I pulled out of Britt’s, a little smoke in my head and a couple of beers in my belly, and I was feeling a little bit better. The prostration had not yet subsided, not by a long shot, but I’d already told everybody – my wife, my mother and my brother, who I’d had to talk out of coming to the office and causing a ruckus. But the beers were a good idea, a little mind relaxer before getting home to shake it off and bathe my daughter and put her to bed. I cut on the radio, preferring to hear some sad country song over Dick Estelle’s beautiful, but monotone, rendition of some obscure book’s story of a family’s hunt to find the deceased man whom their child had spent his previous life as…
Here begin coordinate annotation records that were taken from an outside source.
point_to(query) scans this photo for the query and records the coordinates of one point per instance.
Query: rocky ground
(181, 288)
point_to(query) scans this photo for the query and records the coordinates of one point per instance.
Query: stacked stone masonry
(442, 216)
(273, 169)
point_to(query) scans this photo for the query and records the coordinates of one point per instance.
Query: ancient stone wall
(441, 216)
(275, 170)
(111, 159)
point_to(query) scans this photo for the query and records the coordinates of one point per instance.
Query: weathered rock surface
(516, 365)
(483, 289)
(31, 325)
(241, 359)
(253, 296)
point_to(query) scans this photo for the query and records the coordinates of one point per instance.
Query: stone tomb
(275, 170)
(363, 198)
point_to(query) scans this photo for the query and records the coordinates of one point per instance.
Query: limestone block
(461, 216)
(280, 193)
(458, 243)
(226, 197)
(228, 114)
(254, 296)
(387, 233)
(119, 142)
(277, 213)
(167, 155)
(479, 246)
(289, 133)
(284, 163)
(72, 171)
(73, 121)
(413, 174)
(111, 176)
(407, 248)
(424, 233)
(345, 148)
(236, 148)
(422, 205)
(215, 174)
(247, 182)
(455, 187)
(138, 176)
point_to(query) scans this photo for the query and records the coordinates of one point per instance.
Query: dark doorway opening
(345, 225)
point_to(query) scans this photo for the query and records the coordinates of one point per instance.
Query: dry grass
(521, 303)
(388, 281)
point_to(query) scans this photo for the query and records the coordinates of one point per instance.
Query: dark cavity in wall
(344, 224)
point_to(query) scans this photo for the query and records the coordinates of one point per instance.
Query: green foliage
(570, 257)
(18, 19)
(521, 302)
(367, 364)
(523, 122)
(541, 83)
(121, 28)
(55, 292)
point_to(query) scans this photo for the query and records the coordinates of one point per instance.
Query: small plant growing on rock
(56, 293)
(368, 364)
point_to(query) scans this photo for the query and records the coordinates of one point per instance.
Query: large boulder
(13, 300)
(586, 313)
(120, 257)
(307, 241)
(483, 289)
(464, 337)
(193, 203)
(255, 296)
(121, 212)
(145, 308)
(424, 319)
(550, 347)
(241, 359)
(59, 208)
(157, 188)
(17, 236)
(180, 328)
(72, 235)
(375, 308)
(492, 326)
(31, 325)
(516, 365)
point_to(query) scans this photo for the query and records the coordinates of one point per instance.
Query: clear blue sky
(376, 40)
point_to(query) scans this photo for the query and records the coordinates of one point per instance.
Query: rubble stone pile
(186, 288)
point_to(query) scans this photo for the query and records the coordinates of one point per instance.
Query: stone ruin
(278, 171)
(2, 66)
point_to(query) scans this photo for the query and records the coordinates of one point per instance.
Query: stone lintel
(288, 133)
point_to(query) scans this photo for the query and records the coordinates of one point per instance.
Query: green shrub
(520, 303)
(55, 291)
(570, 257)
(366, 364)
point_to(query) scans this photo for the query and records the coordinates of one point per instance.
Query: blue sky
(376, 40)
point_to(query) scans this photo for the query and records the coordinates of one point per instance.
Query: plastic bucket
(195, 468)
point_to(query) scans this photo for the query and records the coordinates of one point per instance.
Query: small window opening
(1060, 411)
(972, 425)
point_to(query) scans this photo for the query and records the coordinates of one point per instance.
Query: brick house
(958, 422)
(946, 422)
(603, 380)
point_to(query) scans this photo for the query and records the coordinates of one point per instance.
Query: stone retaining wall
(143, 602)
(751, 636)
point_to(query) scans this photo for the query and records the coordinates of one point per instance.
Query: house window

“I beg your pardon, I never promised you a rose garden, Along with the sunshine, There’s gotta be a little rain sometimes,” was the reply from the local country station.
I got a direct call on my office phone as I was in the middle of formatting the opinion page and throwing together a couple of taglines for cellphone photos of kids at one field trip or another. A few things happened that should have alerted me beforehand – the fact that Mitch, the Editor at the newspaper stationed in our company’s corporate headquarters in Alex City, had shown up only a half an hour before and spoke with Shannon with the door open; the fact that the company over the HQ in Alex City had announced its recently purchased daily in Nowhere, Virginia or some other God-forsaken plane; the fact that Shannon hadn’t laughed, hadn’t joked, hadn’t smiled. The phone rang, extension 302, it was Shannon.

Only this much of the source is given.